Quando os números se transformam em casos individuais, os acontecimentos adquirem tom de tragédia. As manchetes multiplicam-se: a senhora baleada dentro de casa, na cozinha; as duas meninas no jardim; o mototaxista que levou um tiro no peito, perto de sua casa, enquanto esperava, sentado na moto; o cliente do Carrefour esmurrado e asfixiado — a lista desses casos parece não ter fim.
Na Europa, vários países elencam, em placas de mármore, a lista de seus mortos da Primeira e Segunda Guerras Mundiais. Deveríamos fazer isso, nós também, com o nome das vítimas inocentes, para que essa guerra interna promovida pela barbárie armada nunca fosse esquecida. Deveríamos erigir monumentos aos nossos mortos, aos mortos dos conflitos insanos e estúpidos.
Com esse caos à volta, 2020 isolou cada um de nós, deixando-nos sem o apoio de presenças amigas. Debilitou-nos em nosso confinamento. 2021 há de fazer pior.
Que remédio? Receito estes: muita música, muita. E livros. E filmes. Arte sem moderação. Cultivemos nossos jardins, físicos e espirituais. Tudo isso nos alimenta: são coisas da assim chamada cultura, que os políticos vivem querendo tolher, sonegando e cortando verbas.

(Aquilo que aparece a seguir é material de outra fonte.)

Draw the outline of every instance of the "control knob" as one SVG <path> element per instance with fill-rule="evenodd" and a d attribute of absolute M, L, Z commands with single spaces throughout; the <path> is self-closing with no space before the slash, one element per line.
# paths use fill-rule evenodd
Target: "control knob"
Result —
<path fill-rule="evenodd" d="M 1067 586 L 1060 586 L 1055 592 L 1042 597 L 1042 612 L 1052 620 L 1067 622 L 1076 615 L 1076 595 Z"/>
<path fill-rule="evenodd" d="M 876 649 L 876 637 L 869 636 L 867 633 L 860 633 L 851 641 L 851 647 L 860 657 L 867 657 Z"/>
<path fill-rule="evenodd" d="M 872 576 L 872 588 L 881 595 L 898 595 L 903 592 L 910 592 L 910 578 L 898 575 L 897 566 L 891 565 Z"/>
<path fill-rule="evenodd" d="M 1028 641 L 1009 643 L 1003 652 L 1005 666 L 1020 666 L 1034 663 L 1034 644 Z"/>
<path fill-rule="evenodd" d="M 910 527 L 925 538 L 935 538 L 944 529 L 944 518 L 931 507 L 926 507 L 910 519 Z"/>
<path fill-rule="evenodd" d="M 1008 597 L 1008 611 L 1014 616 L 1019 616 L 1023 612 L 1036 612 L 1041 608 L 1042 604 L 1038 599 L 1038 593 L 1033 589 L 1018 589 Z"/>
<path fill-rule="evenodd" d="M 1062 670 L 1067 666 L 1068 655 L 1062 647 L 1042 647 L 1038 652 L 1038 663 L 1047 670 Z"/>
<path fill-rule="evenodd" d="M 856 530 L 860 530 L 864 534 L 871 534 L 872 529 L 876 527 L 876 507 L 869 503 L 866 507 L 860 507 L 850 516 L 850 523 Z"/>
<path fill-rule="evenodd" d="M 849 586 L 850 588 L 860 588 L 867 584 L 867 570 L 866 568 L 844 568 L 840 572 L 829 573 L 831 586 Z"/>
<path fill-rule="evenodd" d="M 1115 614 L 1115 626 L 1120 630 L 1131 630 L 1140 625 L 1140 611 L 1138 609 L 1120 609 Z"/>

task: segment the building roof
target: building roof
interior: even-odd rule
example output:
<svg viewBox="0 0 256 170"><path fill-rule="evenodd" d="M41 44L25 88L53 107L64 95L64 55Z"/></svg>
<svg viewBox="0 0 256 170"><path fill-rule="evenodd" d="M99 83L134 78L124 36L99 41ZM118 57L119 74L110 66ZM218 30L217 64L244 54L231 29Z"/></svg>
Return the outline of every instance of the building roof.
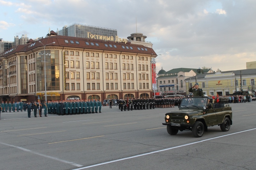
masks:
<svg viewBox="0 0 256 170"><path fill-rule="evenodd" d="M5 57L15 53L28 51L39 47L43 47L44 46L42 43L45 45L51 44L54 42L55 42L55 44L49 45L48 46L78 48L116 52L121 51L137 53L138 55L140 55L140 54L145 54L157 55L156 53L152 48L141 45L131 44L128 43L129 42L125 44L124 42L115 42L114 41L110 41L100 40L90 38L62 35L54 35L55 32L52 32L51 31L50 34L51 35L53 35L41 39L40 41L37 41L34 43L31 42L26 45L19 45L10 49L7 51L5 51L1 53L0 54L0 57ZM52 34L52 33L53 33ZM65 42L65 40L66 42ZM42 42L42 43L39 42L39 41ZM86 42L87 43L86 43ZM95 43L98 43L99 46L96 46ZM107 45L108 47L105 46L105 44ZM109 45L112 45L112 47L110 47ZM114 45L115 45L116 48L114 47ZM132 48L130 47L132 47Z"/></svg>

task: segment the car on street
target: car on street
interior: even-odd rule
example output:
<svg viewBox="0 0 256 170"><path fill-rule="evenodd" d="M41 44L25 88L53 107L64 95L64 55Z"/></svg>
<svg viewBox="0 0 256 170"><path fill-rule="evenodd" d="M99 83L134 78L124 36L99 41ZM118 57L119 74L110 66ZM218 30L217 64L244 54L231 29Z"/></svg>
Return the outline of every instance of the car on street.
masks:
<svg viewBox="0 0 256 170"><path fill-rule="evenodd" d="M183 98L178 110L165 115L165 122L162 124L167 125L168 133L174 135L179 130L190 130L195 137L200 137L208 127L217 125L222 131L228 131L232 124L231 107L229 104L216 103L212 107L209 100L205 97Z"/></svg>

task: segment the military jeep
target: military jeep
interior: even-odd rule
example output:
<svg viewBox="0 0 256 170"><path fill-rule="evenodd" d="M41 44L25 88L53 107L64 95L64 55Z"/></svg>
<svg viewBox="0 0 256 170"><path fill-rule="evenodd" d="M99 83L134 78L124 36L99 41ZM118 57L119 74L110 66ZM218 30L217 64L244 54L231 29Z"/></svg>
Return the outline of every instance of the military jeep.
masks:
<svg viewBox="0 0 256 170"><path fill-rule="evenodd" d="M218 125L223 131L232 124L232 110L228 104L209 104L208 97L183 98L178 110L166 113L163 125L171 135L179 130L190 130L197 137L202 137L208 127Z"/></svg>

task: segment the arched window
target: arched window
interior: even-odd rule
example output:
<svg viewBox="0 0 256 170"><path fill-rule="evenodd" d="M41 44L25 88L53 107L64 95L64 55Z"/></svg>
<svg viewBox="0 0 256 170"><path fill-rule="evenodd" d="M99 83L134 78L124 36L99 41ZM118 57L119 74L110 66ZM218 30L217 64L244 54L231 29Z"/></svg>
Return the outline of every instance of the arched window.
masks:
<svg viewBox="0 0 256 170"><path fill-rule="evenodd" d="M147 93L143 93L140 95L140 97L149 97L149 95Z"/></svg>
<svg viewBox="0 0 256 170"><path fill-rule="evenodd" d="M98 95L91 95L88 97L88 100L90 99L90 100L93 100L93 99L97 99L98 100L100 99L100 97Z"/></svg>
<svg viewBox="0 0 256 170"><path fill-rule="evenodd" d="M107 96L107 99L117 99L118 98L118 97L117 97L117 95L116 94L109 94Z"/></svg>

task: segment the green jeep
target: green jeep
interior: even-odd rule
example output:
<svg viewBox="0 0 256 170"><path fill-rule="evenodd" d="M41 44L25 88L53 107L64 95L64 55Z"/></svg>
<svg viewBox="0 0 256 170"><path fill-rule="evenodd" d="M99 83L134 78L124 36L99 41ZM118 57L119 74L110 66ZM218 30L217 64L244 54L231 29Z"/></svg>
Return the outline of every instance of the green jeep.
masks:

Lembram-se de Xerazade, que sobreviveu contando histórias toda noite para o sultão? Pois essas coisas são as nossas Xerazades, que nos mantêm vivos para enfrentar o dia seguinte. Portanto, em 2021, o que posso desejar, caros leitores, são muitos livros, muitas músicas, muitos filmes. Belas Xerazades a todas e a todos!
Jorge Coli
Professor de história da arte na Unicamp, autor de “O Corpo da Liberdade”.